Dès l’échographie où l’on a appris que notre troisième enfant serait une fille, quelque chose s’est produit. La médecin a baissé la voix et elle a dit avec un ton différent que c’était une « petite cocotte ». Les jours qui ont suivis, le bruit a commencé autour de nous : « Ça va être la petite princesse de la famille! Ça va faire du bien d’avoir un enfant plus calme! Elle est chanceuse de vous avoir, toi et ses frères. Elle va être protégée! ».
En silence, je déteste tout le temps entendre ça. Ce sont des commentaires de small-talk qui se veulent gentils et je comprends. Mais je ne veux pas que nos fils soient les gardes du corps de notre fille. Ça me laisse un goût de vieilles Cheetos dans le fond de la gorge…

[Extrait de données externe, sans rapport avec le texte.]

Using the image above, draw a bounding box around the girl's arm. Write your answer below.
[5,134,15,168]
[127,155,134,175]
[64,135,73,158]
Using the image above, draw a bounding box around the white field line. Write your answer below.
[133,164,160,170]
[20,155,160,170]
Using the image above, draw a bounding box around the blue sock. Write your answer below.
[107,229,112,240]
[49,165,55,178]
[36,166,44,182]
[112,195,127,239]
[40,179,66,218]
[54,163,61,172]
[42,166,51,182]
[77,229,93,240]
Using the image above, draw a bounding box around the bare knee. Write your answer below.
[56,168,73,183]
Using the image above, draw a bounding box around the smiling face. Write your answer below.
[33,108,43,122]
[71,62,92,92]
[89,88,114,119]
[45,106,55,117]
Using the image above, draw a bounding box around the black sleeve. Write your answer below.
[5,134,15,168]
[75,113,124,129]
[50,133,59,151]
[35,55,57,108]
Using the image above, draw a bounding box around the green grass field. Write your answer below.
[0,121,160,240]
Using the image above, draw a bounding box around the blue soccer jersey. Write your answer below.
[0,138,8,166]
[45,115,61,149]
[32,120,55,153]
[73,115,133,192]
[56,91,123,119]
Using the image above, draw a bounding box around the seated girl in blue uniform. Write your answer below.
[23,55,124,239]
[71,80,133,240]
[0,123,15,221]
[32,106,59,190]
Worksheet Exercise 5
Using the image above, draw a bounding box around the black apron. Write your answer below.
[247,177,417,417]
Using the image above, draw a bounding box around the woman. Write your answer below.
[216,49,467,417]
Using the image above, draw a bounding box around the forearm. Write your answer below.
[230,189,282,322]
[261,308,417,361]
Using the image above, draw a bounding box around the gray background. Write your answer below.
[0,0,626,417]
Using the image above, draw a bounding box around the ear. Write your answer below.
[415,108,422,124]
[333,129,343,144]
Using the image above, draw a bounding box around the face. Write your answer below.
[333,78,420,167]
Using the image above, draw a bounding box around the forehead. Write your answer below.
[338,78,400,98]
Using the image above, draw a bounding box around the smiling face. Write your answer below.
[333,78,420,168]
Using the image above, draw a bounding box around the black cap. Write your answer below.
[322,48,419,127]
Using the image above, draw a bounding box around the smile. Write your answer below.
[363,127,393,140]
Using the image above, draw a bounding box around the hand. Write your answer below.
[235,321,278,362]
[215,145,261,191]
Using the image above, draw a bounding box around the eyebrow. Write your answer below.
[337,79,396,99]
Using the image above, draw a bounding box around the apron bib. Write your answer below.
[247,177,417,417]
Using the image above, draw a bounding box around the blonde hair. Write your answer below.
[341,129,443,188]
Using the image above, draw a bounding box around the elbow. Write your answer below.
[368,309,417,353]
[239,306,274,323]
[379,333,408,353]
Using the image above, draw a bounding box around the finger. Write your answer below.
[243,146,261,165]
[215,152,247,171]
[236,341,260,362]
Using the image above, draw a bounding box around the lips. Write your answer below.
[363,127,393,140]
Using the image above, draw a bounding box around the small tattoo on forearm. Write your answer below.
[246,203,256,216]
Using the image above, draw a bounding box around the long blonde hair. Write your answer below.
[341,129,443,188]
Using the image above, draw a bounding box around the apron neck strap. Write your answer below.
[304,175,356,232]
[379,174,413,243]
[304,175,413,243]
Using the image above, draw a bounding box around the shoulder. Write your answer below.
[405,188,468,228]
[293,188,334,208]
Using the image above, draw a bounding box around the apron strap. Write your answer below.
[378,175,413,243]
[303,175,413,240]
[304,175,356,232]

Premièrement, parce que ma fille n’est pas la propriété de ses frères. Je ne veux pas que mes fils la traite comme une pierre précieuse qui leur appartiendrait. Ils auront juste à se partir une collection de roches. Être ses frères, ce sera déjà bien assez. Pas besoin d’incarner d’autres voix d’autorité qui seraient paralysantes pour elle.
Aussi, je ne veux pas envoyer ce message à mes enfants que notre fille est née sans défense, incompétente ou fragile. Elle aura son propre caractère, ses propres goûts, et surtout le droit à l’erreur. Réfléchir à la protéger avant même qu’elle soit née, c’était un peu considérer qu’elle était infirme à la naissance, seulement sur la base de son sexe. De toute façon, âgée de cinq mois, elle a déjà le regard intense de Sigourney Weaver. Imaginons la réaction de Sigourney quand quelqu’un suppose qu’elle est faible.
Je me dis aussi qu’elle aura le droit de s’épanouir dans des relations sans devoir passer par « l’épreuve de la famille ». Par exemple, je suis tanné de ce cliché du premier chum qui doit affronter les mâles aggressifs d’une meute protectrice. Notre fille aura le droit de nous faire connaître les personnes qu’elle jugera importantes dans sa vie. Et elle aura le droit de compter sur notre ouverture et notre respect. Point.
Et mes fils ont d’autres choses à offrir au monde que d’être des fiers à bras écervelés. Je ne veux pas que ça fasse partie de leur apprentissage de la masculinité, cette fonction du grand protecteur musclé. La solidarité, l’entraide et le soutiens : of course. Mais de jouer les Kevin Costner à rabais, NOT.
Soyons clairs : nous sommes une famille particulièrement sauvage. Tout le monde se back, tout le monde s’aime à mort. On est comme toutes les familles, je pense. Gare à quiconque viendrait jouer avec notre patience. Mais nos fils ne seront pas les préposés à la garde de notre fille. J’espère qu’ils seront ses meilleurs amis, qu’ils riront ensemble, qu’ils la soutiendront à chaque instant, sans compromis.